On 11 January 2023, the European Banking Authority (EBA) published a report setting out its finding following a peer review on the authorisation of payment institutions and e-money institutions under the revised Payment Services Directive (PSD2), taking into account the EBA guidelines on authorisation issued in 2017 in support of the Directive.
The report notes that Member State competent authorities (NCAs) have largely implemented the guidelines and, where implemented, the guidelines have achieved their objective of providing consistency and transparency in the authorisation information that prospective payment institutions (PIs) and electronic money institutions (EMIs) have to submit.
The report also notes that there are significant divergences in the practices of NCAs in assessing the information submitted, and the level of scrutiny of those documents varies considerably across NCAs. More specifically, there are divergent practices in relation to the assessment of business plans and applicants’ governance arrangements and internal control mechanisms.

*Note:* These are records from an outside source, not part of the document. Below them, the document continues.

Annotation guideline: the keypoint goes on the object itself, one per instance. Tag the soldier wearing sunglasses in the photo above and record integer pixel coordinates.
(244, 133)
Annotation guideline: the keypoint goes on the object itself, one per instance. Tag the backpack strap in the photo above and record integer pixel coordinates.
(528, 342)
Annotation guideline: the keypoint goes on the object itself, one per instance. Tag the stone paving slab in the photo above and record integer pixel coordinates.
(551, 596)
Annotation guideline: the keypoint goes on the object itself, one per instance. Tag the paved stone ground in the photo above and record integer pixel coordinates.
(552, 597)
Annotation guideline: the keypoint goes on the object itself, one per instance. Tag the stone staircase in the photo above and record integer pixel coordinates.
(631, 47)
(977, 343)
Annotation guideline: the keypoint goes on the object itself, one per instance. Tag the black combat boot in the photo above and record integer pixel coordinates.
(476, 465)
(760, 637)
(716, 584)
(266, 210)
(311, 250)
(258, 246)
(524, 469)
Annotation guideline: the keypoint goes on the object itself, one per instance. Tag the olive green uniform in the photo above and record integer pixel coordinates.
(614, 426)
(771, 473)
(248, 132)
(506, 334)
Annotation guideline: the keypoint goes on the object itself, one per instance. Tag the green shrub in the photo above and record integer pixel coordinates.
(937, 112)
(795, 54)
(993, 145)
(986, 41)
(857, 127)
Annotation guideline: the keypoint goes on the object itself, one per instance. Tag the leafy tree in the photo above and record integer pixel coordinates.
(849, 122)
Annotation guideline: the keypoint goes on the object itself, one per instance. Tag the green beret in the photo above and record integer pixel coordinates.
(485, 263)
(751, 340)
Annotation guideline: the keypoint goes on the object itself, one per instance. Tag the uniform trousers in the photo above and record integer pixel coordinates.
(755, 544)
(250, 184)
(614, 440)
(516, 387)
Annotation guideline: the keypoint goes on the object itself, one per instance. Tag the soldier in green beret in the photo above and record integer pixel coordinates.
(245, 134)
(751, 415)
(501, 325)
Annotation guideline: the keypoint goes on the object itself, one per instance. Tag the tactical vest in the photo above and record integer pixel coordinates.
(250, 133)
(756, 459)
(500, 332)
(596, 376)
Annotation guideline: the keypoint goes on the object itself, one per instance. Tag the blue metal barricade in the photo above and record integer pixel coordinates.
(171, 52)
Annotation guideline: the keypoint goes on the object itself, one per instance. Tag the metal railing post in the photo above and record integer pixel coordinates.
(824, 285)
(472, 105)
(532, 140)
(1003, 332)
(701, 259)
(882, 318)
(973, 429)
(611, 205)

This includes the assessment of directors and persons responsible for the management of PIs and EMIs, and of whether applicants meet ‘local substance’ requirements.
The report also covers good supervisory practices and follow-up measures for NCAs including that all NCAs should ensure that applicants have a ‘three lines of defence’ model that includes the functions of risk management, compliance and internal audit, where the nature, scale and complexity of their activities makes this appropriate.
Finally, the report recommends to the European Commission to clarify, as part of its ongoing PSD2 review process, the delineation between the different categories of payment services and e-money issuance, the applicable governance arrangements for institutions, including the criteria that NCAs should use in assessing the suitability of management, and what having sufficient local substance requires.